Silverman William R, Heginbotham Lise
Department of Molecular, Biophysics and Biochemistry, Yale University, 260 Whitney Avenue, P.O. Box 208114, New Haven, CT 06520-8114, USA.
FEBS Lett. 2007 Oct 30;581(26):5024-8. doi: 10.1016/j.febslet.2007.09.017. Epub 2007 Sep 19.

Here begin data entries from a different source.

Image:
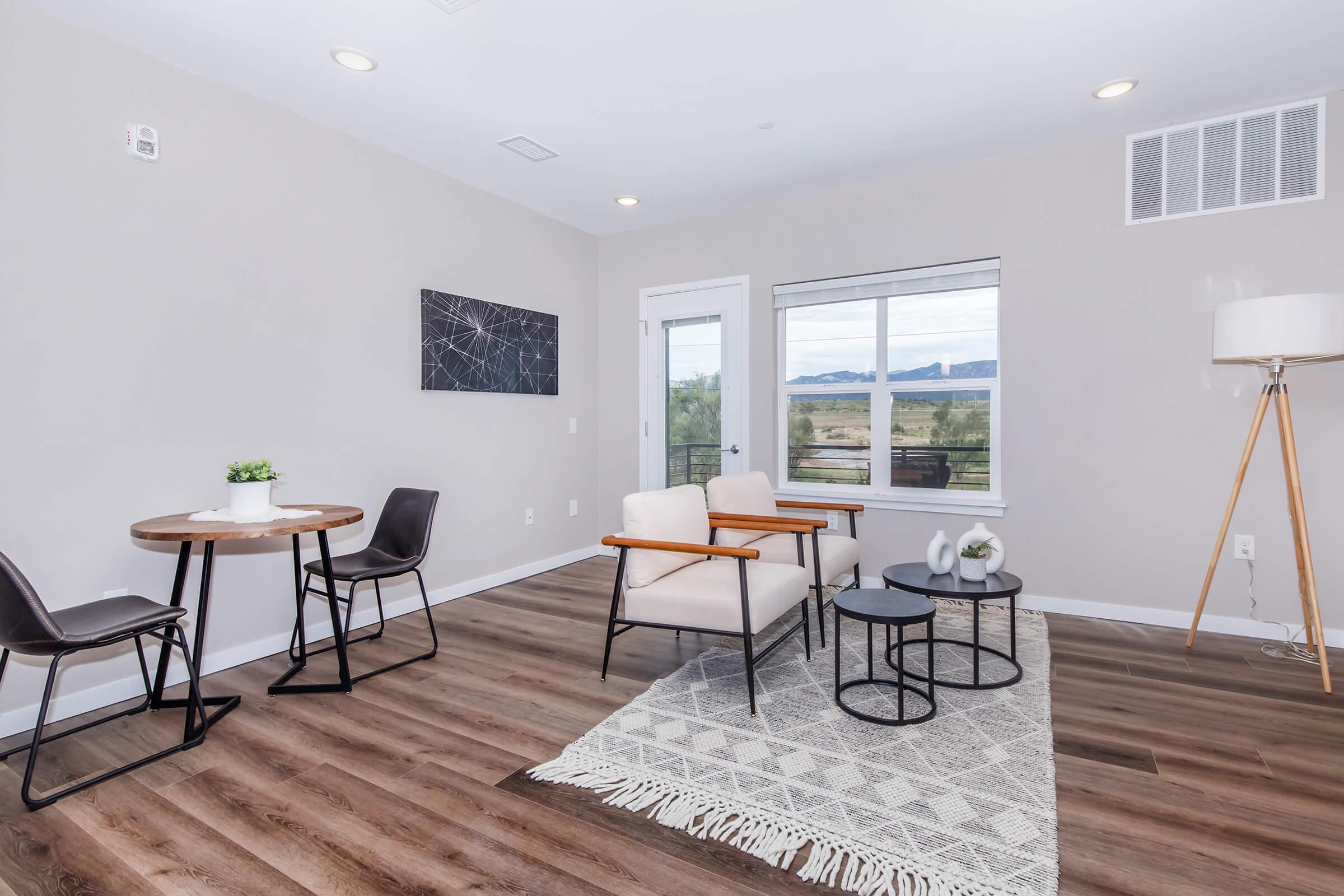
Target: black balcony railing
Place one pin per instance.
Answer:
(921, 466)
(694, 463)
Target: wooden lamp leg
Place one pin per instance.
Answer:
(1228, 514)
(1281, 409)
(1295, 487)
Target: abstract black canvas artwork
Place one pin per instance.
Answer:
(469, 346)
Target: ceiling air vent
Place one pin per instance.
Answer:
(1261, 157)
(529, 148)
(452, 6)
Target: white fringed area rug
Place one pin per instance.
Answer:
(963, 805)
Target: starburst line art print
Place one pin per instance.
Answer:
(472, 346)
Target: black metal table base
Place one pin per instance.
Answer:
(975, 684)
(225, 704)
(899, 684)
(344, 683)
(913, 578)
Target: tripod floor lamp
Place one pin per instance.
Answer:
(1278, 332)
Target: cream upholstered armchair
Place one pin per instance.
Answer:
(748, 499)
(670, 581)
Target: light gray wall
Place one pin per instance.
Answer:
(253, 295)
(1120, 438)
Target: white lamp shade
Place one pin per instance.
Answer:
(1291, 329)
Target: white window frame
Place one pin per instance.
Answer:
(881, 493)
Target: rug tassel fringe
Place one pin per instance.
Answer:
(769, 840)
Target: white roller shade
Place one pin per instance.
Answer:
(904, 282)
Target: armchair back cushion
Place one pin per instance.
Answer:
(749, 493)
(671, 515)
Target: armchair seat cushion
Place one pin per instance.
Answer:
(707, 595)
(839, 554)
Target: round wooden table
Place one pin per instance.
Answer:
(180, 528)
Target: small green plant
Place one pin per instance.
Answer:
(979, 551)
(259, 470)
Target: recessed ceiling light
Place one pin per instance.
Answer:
(1113, 89)
(354, 59)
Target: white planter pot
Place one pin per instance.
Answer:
(941, 554)
(980, 534)
(973, 570)
(249, 499)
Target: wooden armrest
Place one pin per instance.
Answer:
(795, 520)
(773, 526)
(680, 547)
(820, 506)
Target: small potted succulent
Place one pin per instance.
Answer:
(249, 487)
(973, 558)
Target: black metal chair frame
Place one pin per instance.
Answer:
(194, 736)
(748, 651)
(818, 587)
(297, 638)
(340, 632)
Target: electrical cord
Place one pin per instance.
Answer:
(1287, 649)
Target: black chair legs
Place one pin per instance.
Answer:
(194, 740)
(350, 605)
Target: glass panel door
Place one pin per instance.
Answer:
(694, 378)
(694, 399)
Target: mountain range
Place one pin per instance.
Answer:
(964, 371)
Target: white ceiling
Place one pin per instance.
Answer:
(662, 99)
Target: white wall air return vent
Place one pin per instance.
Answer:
(1261, 157)
(454, 6)
(529, 148)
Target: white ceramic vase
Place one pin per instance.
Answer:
(979, 534)
(249, 499)
(941, 555)
(972, 568)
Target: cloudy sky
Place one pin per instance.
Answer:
(949, 328)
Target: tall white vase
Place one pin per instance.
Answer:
(980, 534)
(941, 554)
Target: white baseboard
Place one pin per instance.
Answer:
(105, 695)
(1154, 617)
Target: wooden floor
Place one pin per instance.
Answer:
(1211, 772)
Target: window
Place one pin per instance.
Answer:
(935, 332)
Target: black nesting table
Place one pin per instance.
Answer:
(886, 609)
(916, 578)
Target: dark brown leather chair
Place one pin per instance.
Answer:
(29, 628)
(400, 543)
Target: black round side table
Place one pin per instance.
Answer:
(916, 578)
(886, 609)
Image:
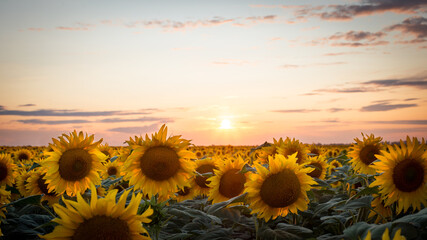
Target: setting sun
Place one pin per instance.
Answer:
(226, 124)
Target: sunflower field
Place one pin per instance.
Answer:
(163, 187)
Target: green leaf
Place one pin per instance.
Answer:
(35, 200)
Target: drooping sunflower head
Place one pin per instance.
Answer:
(162, 165)
(36, 184)
(7, 170)
(23, 155)
(363, 153)
(319, 166)
(289, 147)
(403, 176)
(113, 169)
(204, 166)
(101, 219)
(74, 163)
(228, 181)
(280, 189)
(106, 150)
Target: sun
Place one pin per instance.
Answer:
(226, 124)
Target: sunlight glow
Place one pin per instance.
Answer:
(225, 124)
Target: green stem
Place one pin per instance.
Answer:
(47, 210)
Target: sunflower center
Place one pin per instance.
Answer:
(201, 180)
(367, 154)
(408, 175)
(41, 183)
(160, 163)
(102, 227)
(3, 171)
(23, 156)
(106, 153)
(317, 170)
(112, 171)
(184, 192)
(232, 183)
(75, 164)
(281, 189)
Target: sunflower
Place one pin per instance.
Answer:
(113, 169)
(101, 219)
(386, 235)
(7, 170)
(21, 181)
(319, 167)
(161, 165)
(378, 205)
(106, 150)
(363, 153)
(403, 176)
(266, 151)
(23, 155)
(36, 184)
(186, 193)
(204, 166)
(4, 199)
(228, 181)
(289, 147)
(73, 164)
(280, 189)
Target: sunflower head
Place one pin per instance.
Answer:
(403, 174)
(7, 170)
(319, 166)
(101, 219)
(280, 189)
(204, 166)
(289, 147)
(228, 181)
(74, 164)
(161, 165)
(363, 153)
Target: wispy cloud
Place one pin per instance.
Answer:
(380, 107)
(68, 113)
(406, 122)
(27, 105)
(296, 110)
(414, 26)
(136, 129)
(53, 122)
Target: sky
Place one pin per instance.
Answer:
(216, 72)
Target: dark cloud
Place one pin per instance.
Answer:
(27, 105)
(408, 122)
(415, 26)
(385, 107)
(417, 82)
(136, 130)
(358, 36)
(370, 7)
(296, 110)
(67, 113)
(53, 122)
(144, 119)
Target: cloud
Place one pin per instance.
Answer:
(144, 119)
(54, 122)
(27, 105)
(67, 113)
(417, 82)
(380, 107)
(414, 26)
(407, 122)
(296, 110)
(136, 130)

Although the cyclic nucleotide-modulated potassium channel from Mesorhizobium loti, MlotiK1, is easily studied using a 86Rb+ flux assay, its comparatively low activity raises serious concerns about the integrity of the purified protein. We investigated the pathway of uptake using a multi-pronged approach. First, we probed the conduction pathway using quaternary ammonium compounds known to block conduction in eukaryotic K+ channels. Second, we examined the effect of chemical modification of putative pore-lining residues. Our results are consistent with ions traversing MlotiK1 along a conduction pathway like that of the eukaryotic channels, but at a much slower rate.
尽管来自百脉根中生根瘤菌的环核苷酸调节钾通道MlotiK1很容易通过⁸⁶Rb⁺通量测定法进行研究,但其相对较低的活性引发了对纯化蛋白完整性的严重担忧。我们采用多管齐下的方法研究了摄取途径。首先,我们使用已知可阻断真核生物K⁺通道传导的季铵化合物探测传导途径。其次,我们研究了假定的孔内衬残基化学修饰的影响。我们的结果表明,离子沿着类似于真核生物通道的传导途径穿过MlotiK1,但速度要慢得多。